Ojalá su aprendiz fuera tan digno de confianza. Nimbo ya debería haber regresado. Los veteranos necesitarían algo más que dos gorriones y una ardilla para llenarse el estómago. Decidió hacerles una visita para asegurarse de que no estaban sufriendo demasiado el calor de la estación de la hoja verde. Al acercarse al roble caído donde los veteranos tenían su guarida, oyó sus voces detrás de las ramas peladas.
—Los cachorros de Sauce nacerán pronto. —Ésa era Cola Pintada.

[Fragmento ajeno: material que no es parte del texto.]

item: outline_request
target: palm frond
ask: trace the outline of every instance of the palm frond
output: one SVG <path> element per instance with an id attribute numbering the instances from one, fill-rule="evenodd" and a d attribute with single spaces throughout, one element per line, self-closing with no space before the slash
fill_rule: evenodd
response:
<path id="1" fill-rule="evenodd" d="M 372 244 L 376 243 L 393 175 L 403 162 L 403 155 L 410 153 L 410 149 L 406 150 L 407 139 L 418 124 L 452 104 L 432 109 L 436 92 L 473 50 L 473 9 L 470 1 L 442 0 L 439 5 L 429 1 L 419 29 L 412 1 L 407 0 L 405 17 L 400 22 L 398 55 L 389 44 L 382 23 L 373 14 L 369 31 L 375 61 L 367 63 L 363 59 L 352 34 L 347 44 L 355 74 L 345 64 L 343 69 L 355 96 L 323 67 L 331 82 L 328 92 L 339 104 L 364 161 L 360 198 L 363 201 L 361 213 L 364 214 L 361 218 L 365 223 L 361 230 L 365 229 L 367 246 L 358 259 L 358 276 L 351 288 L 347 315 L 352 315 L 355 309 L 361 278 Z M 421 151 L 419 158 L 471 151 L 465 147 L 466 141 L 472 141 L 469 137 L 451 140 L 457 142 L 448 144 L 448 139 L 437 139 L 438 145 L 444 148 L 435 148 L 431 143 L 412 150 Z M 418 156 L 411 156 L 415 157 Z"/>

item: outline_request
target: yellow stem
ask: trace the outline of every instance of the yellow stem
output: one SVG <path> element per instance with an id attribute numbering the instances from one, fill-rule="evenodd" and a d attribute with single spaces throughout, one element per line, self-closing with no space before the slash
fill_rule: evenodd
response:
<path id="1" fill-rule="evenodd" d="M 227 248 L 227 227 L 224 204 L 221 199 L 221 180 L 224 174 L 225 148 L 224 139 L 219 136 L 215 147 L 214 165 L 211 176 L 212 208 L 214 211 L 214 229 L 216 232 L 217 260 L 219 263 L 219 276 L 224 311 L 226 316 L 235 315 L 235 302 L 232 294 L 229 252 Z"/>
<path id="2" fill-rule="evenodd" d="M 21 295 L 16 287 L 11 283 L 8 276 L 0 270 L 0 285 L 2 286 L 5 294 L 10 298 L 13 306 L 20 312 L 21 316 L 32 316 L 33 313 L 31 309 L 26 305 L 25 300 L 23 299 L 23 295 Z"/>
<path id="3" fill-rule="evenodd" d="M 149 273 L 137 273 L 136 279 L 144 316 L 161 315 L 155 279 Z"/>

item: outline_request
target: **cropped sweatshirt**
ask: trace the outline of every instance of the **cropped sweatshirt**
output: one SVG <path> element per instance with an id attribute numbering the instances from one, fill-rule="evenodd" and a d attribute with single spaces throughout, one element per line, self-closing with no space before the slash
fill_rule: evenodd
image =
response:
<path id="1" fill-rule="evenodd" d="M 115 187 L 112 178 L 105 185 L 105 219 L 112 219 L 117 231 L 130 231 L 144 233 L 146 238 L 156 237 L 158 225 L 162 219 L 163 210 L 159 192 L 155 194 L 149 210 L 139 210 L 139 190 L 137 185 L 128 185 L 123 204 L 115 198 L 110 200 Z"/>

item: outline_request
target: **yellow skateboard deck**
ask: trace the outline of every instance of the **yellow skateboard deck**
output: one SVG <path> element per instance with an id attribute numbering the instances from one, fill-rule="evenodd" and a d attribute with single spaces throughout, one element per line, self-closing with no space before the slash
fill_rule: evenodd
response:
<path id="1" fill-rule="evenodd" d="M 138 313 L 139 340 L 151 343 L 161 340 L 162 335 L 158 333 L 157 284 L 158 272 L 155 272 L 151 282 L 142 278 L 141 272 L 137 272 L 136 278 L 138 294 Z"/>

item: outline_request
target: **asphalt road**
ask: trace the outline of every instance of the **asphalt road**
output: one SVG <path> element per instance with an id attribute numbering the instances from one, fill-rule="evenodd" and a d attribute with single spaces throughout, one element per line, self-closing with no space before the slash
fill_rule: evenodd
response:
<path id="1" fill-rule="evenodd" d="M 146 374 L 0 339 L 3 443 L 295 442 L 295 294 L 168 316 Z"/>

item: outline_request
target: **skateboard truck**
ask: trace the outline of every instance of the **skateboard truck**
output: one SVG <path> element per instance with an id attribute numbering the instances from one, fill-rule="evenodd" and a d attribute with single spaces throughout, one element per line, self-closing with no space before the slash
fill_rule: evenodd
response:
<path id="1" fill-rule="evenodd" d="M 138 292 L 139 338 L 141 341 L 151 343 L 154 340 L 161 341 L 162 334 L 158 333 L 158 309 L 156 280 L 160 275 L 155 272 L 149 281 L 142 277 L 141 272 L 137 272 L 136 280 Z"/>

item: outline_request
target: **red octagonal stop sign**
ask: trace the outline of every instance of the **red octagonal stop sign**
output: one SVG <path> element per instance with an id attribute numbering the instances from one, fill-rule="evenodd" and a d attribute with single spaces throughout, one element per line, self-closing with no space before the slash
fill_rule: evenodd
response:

Era la mayor de las reinas de la maternidad, y su único hijo estaba débil y raquítico después de haber pasado la gripe.
—Los nuevos cachorros siempre son un buen augurio —ronroneó Tuerta.
—El Clan Estelar sabe que nos vendría muy bien un buen augurio —masculló Orejitas sombríamente.
—No seguirás preocupado por el ritual, ¿verdad? —preguntó Centón con voz cascada. Corazón de Fuego se imaginó al viejo gato blanco y negro agitando las orejas con impaciencia en dirección a Orejitas.
—¿El qué? —maulló Tuerta.
—La ceremonia de nombramiento del nuevo lugarteniente del clan —explicó Centón—. Ya sabes, cuando se marchó Garra de Tigre, hace un cuarto de luna.
—Son mis oídos lo que no funciona como antes, ¡no mi cerebro! —espetó Tuerta. Continuó hablando y los demás la escucharon en silencio, pues la anciana era respetada por su sabiduría, a pesar de su mal genio—. No creo que el Clan Estelar nos castigue sólo porque Estrella Azul no nombró al nuevo lugarteniente antes de que la luna llegara a lo más alto. Las circunstancias eran de lo más inusuales.
—Pero ¡eso sólo empeora las cosas! —se alteró la vieja Cola Moteada—. ¿Qué pensará el Clan Estelar de un clan cuyo lugarteniente se vuelve contra él y cuyo nuevo lugarteniente se nombra cuando la luna ya no está en lo más alto? Es como si no pudiéramos conservar la lealtad de nuestros miembros ni llevar a cabo las ceremonias rituales.
Corazón de Fuego sintió un escalofrío por la columna vertebral. Cuando Estrella Azul se enteró de la traición de Garra de Tigre y lo expulsó del clan, estaba demasiado perturbada para seguir correctamente el ritual de nombramiento. Corazón de Fuego no se convirtió en sucesor de Garra de Tigre hasta el día siguiente, y, para muchos gatos, eso suponía un mal presagio.
—El nombramiento de Corazón de Fuego rompió con el ritual del clan por primera vez desde que yo recuerdo —maulló Orejitas con tono grave—. Detesto decir esto, pero no puedo evitar sentir que, mientras él sea lugarteniente, el clan vivirá una época oscura.
Centón mostró su conformidad con un maullido, y Corazón de Fuego notó cómo se le aceleraba el pulso mientras esperaba que Tuerta tranquilizara los ánimos con sus sabias palabras. Pero, por una vez, la anciana gata guardó silencio. Por encima de Corazón de Fuego, el abrasador sol seguía brillando en un cielo despejado y azul, y aun así sintió que se le helaba la sangre.
Se alejó de la guarida de los veteranos, incapaz de presentarse ante ellos en esos momentos, y se paseó con inquietud por el borde del claro. Al acercarse a la maternidad, iba mirando al suelo, absorto en sus pensamientos. Un movimiento repentino en la entrada de la maternidad le hizo alzar la vista. Se quedó de piedra, y el corazón empezó a martillearle al reconocer los relucientes ojos ámbar de Garra de Tigre clavados en él. Horrorizado por esa conocida mirada, parpadeó alarmado. Luego se dio cuenta de que no estaba viendo al feroz guerrero, sino a Pequeño Zarzo… el hijo de Garra de Tigre.